Copal amber (or young amber) is a slightly different classification of tree resin than ancient amber. Ancient amber has "crystallized" or solidified to a harder extent than copal amber,  but it forms in the same way. Insects become trapped inside of resin which has been exuded from a tree either for defense purposes or as a healing mechanism following damage. This resin then begins to solidify and harden, encapsulating the insects inside! 

The remains of the resin fall to the forest floor and if sufficiently polymerized will then wash into stream beds, or swamps where they are transported naturally to deposition sites.

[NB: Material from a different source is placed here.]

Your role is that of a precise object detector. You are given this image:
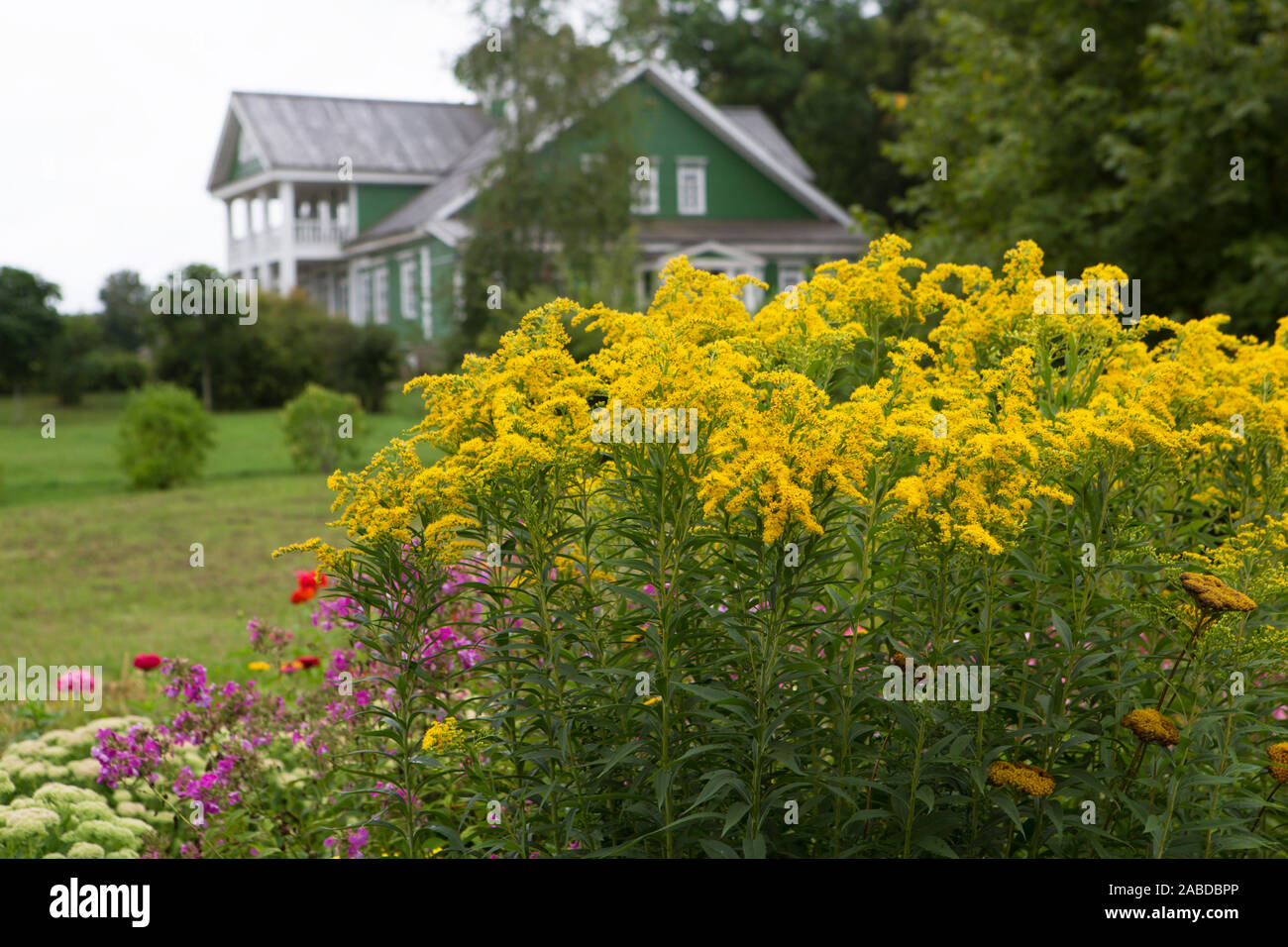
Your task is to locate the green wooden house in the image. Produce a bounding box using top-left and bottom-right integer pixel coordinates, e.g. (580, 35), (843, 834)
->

Some remain within the tissue of the tree and are later found preserved in coal deposits. 

The age ranges of Copal from Colombia vary depending upon the region where it was collected and have been dated to between tens of thousands, up to 5 million years old. Colombian copal is considerably harder than copal amber specimens from other locations throughout the world, making it likely from the older part of that age range.

This specimen fluoresces blue under UV light.